L'intervento

Christian Constantin vuole omaggiare le vittime di Crans-Montana coinvolgendo i campioni dello sci

Il presidente del Sion è tornato a parlare della tragedia del Constellation, costata la vita a 40 persone: «Com'è stato possibile trascurare le ispezioni antincendio?»
©Gabriele Putzu
Red. Online
07.01.2026 14:15

Christian Constantin è originario di Ayent, a due passi (letteralmente) da Crans-Montana. Si è già espresso sulla tragedia, in particolare riguardo all'uso delle candele pirotecniche. Lassù, nella rinomata località sciistica, il presidente del Sion ha molti affari. «Giovedì mattina – ha dichiarato al Blick – mi sono svegliato nella mia camera d'albergo a Zermatt e ho letto gli auguri di Capodanno di uno dei miei dipendenti, che parlava di una tragedia. Ma ho capito davvero che cosa era successo leggendo le news».

La sua reazione? «Incredulità totale, ovviamente» ha ribadito Constantin. «Non si può nemmeno immaginare una cosa del genere. Certo, c'è stata la tragedia della discoteca nell'Isère nel 1970, quando morirono 146 persone della stessa età. Ma quello accadde in Francia, e molto lontano. Ma qui, proprio dietro l'angolo?». Crans-Montana, oltre a essere casa per Constantin, è anche casa del Sion. Ancora il presidente del club: «Andiamo a Montana per il nostro ritiro estivo dal 1990. E sempre nello stesso hotel, il Prairie». 

CC, a distanza di giorni, ancora non riesce a comprendere come questo inferno sia potuto accadere. Per diverse ragioni. «Attraverso il mio lavoro di ispezioni edilizie, ho incontrato molti dipendenti comunali. Sono tutti persone incredibilmente responsabili e meticolose. Questo rende ancora più incomprensibile per me come sia stato possibile trascurare a tal punto le ispezioni antincendio. Il fatto che l'ultima ispezione sia avvenuta sei anni fa è incredibile. Dopotutto, è sempre possibile che in un edificio vengano eseguite piccole modifiche o ristrutturazioni». Ci sono altri aspetti di cui Constantin non si capacita.

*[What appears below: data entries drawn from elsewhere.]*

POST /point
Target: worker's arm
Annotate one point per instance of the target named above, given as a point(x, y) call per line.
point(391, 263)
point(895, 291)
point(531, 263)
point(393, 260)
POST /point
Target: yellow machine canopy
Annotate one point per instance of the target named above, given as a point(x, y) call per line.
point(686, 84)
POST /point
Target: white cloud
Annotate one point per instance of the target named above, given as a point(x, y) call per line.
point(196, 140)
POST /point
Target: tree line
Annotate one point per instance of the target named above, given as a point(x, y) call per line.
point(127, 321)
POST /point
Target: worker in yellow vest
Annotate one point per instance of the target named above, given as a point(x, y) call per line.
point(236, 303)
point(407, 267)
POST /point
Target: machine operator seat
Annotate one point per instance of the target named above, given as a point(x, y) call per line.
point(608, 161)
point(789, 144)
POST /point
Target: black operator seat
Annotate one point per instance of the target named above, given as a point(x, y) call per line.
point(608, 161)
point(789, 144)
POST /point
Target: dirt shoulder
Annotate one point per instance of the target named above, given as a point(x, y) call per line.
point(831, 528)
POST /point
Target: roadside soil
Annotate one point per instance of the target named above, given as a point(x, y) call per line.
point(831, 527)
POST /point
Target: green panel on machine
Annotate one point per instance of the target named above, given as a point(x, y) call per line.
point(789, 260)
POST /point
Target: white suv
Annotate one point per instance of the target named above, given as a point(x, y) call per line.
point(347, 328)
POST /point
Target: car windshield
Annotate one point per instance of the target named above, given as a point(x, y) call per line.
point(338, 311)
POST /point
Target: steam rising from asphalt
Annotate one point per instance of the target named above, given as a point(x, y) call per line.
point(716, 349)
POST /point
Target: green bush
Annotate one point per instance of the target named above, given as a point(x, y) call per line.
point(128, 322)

Di nuovo, torna il tema delle candele pirotecniche: «Quando si parla di fuochi d'artificio, noi del calcio drizziamo sempre le orecchie. I fuochi d'artificio sono vietati all'aperto. Riceviamo multe ogni volta che i nostri tifosi li fanno esplodere. E poi accendono cose simili al chiuso? È una follia». 

Il discorso, quindi, si sposta sul buon senso: «Il buon senso? Ma come possono i giovani averlo se i genitori non glielo insegnano? Poi capita che tirino fuori il cellulare quando il soffitto è già in fiamme. Che non riconoscano i pericoli come tali. Non è un caso che ci siano sempre più incidenti e vittime in montagna. La gente sta diventando sempre più incurante dei rischi». 

Lunedì, i giocatori dell'FC Sion deporranno una corona di fiori davanti al bar  Constellation al ritorno dal ritiro in Tunisia. L'atmosfera sarà ancora più emozionante il 14 gennaio, quando la squadra darà il via alla seconda metà della stagione con la partita contro il Winterthur, rinviata a dicembre a causa dei troppi casi di influenza tra gli zurighesi. Anche in questo caso ci sarà un omaggio alle vittime, pianificato in collaborazione con la Swiss Football League e l'FC Winterthur: «Durerà tre o quattro minuti. Il padre di una delle vittime, che lavorava per me, deporrà una corona di fiori insieme alla madre di uno dei feriti. Verrà suonata musica di Ennio Morricone e i nomi di tutti i defunti saranno visualizzati sullo schermo dello stadio». 

I genitori delle vittime saranno accompagnati da atleti di spicco della montagna o, meglio, dello sci. «Dovrebbero dare loro forza in queste ore buie. Ho chiesto a Camille Rast, che viene dalla vicina Vétroz. Purtroppo, non può venire a causa del suo programma di Coppa del Mondo». CC, visto il calendario, prevede di far arrivare in elicottero due atleti di punta impegnati al Lauberhorn. «Li prendo in elicottero a Wengen la sera prima e li riporto indietro dopo la cerimonia o la mattina presto. In teoria, possono prepararsi per l'allenamento direttamente in hotel dopo colazione. Poi li porto in elicottero alla partenza della gara del Lauberhorn». CC sta pensando a un vallesano come Justin Murisier.